Alla kermesse del Pd sulla “scuola che cambia”, il presidente del Consiglio dipinge scenari suggestivi sull’istruzione del domani. Bacchettando gli insegnanti.

Di che cosa parliamo quando parliamo di scuola? Al convegno “La scuola che cambia, cambia l’Italia”, organizzato dal Pd a Roma per festeggiare il primo anno di governo, Matteo Renzi ha insistito sulla suggestione che la scuola di oggi disegna l’Italia fra trent’anni e ha rivenduto l’imminente decreto legge sulla scuola come una merce preziosa.

Nessuna rivelazione sui contenuti del testo. Tutti gli sforzi di Renzi si sono indirizzati nella riformulazione di alcune definizioni chiave del suo discorso, da “riformare” ad “ascoltare”, secondo la buona novella del rottamatore. Conseguentemente non ha speso una parola per giustificare il carattere di necessità e urgenza delle nuove norme sull’istruzione. Anzi, aggirando le critiche ricevute su quest’ultimo punto, ha rivelato di essere stato rimproverato per aver sottoposto le linee guida della “buona scuola” all’attenzione dell’opinione pubblica, prima ancora di legiferare.

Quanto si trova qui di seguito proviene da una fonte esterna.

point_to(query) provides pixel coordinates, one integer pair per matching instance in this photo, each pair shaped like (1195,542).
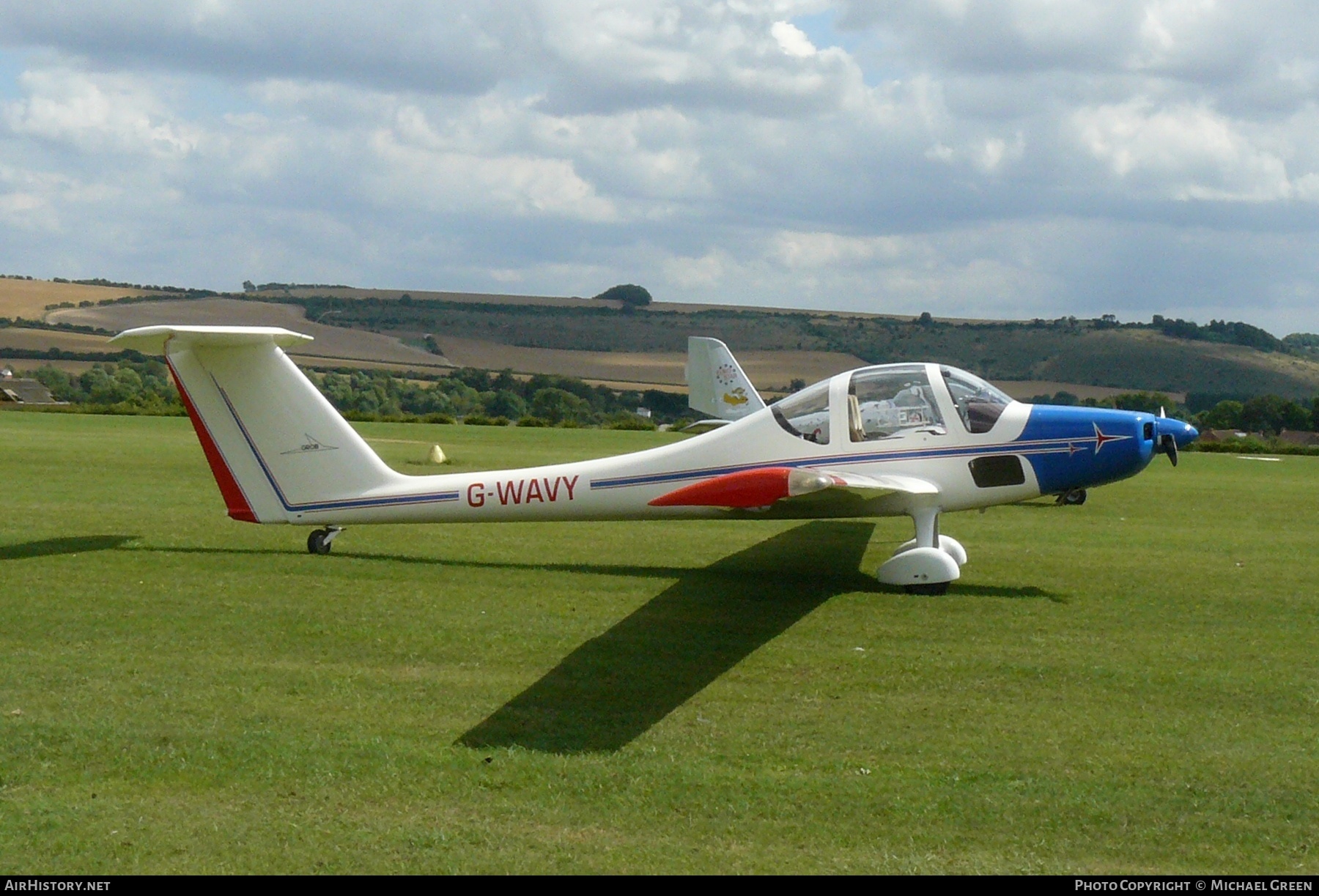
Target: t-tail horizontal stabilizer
(717,385)
(277,448)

Neanche un accenno alla freddezza della risposta al sondaggio governativo, specialmente da parte dei docenti. Renzi ha poi respinto le accuse di verticismo e chiusura alle critiche, impugnando l’argomento dell’importanza strategica della scuola, che non può essere riformata in seguito a un dibattito tra i soli addetti ai lavori. Però non ha mai ricordato la Legge d’iniziativa popolare “Per la buona scuola della Repubblica”, scritta da docenti, genitori e studenti, sottoscritta nel 2006 da 100.000 cittadini e da qualche mese riproposta in Parlamento da 33 deputati e senatori.

Ha detto e ribadito che la buona scuola c’è già, che i nostri studenti sono preparati, come testimonia il fenomeno della “fuga dei cervelli”, e che i docenti sono nella stragrande maggioranza validi. Eppure, ha aggiunto senza spiegazioni, bisogna cambiare, anzi rivoluzionare la scuola. Pur riconoscendo come giustificata la diffidenza dei docenti verso la politica, ha criticato duramente gli insegnanti che dicono davanti ai loro studenti di non fidarsi dello Stato.

Forse Renzi non sa che gli insegnanti della scuola pubblica sentono di rappresentare lo Stato e si sentono traditi dai politici che hanno reso mostruoso lo Stato, come accade, ad esempio, quando il Miur impone alle scuole più virtuose di cancellare i crediti che vantano verso l’amministrazione centrale. Nonostante la premessa sulla buona qualità generale del corpo insegnanti della scuola italiana, Renzi non se l’è sentita di spiegare la ragione per la quale intende introdurre la valutazione del merito tra i docenti. Tuttavia si può dedurre dall’ammissione, fatta poco prima di affrontare questo tema, che non ci sono soldi.

Ha pure confidato che non sa neppure lontanamente come sarà valutato il merito, convinto che comunque, per prima cosa, bisogna cambiare. Il senso di questa fuga in avanti è forse nelle parole con cui ha spiegato la frase di Mahler: «La tradizione è la salvaguardia del fuoco, non adorazione della cenere». Prima ha osservato che la tradizione è sempre stata interpretata come ricordo del passato, poi ha aggiunto che «l’Italia non è l’insieme di storie del passato. Certo, anche questo è identità. L’Italia è un paese in cui chi vuole provarci ci può provare, è un insieme di opportunità, non di ricordi». E i precari che contestavano hanno pensato di trovarsi alla presentazione della “Ruota della fortuna”.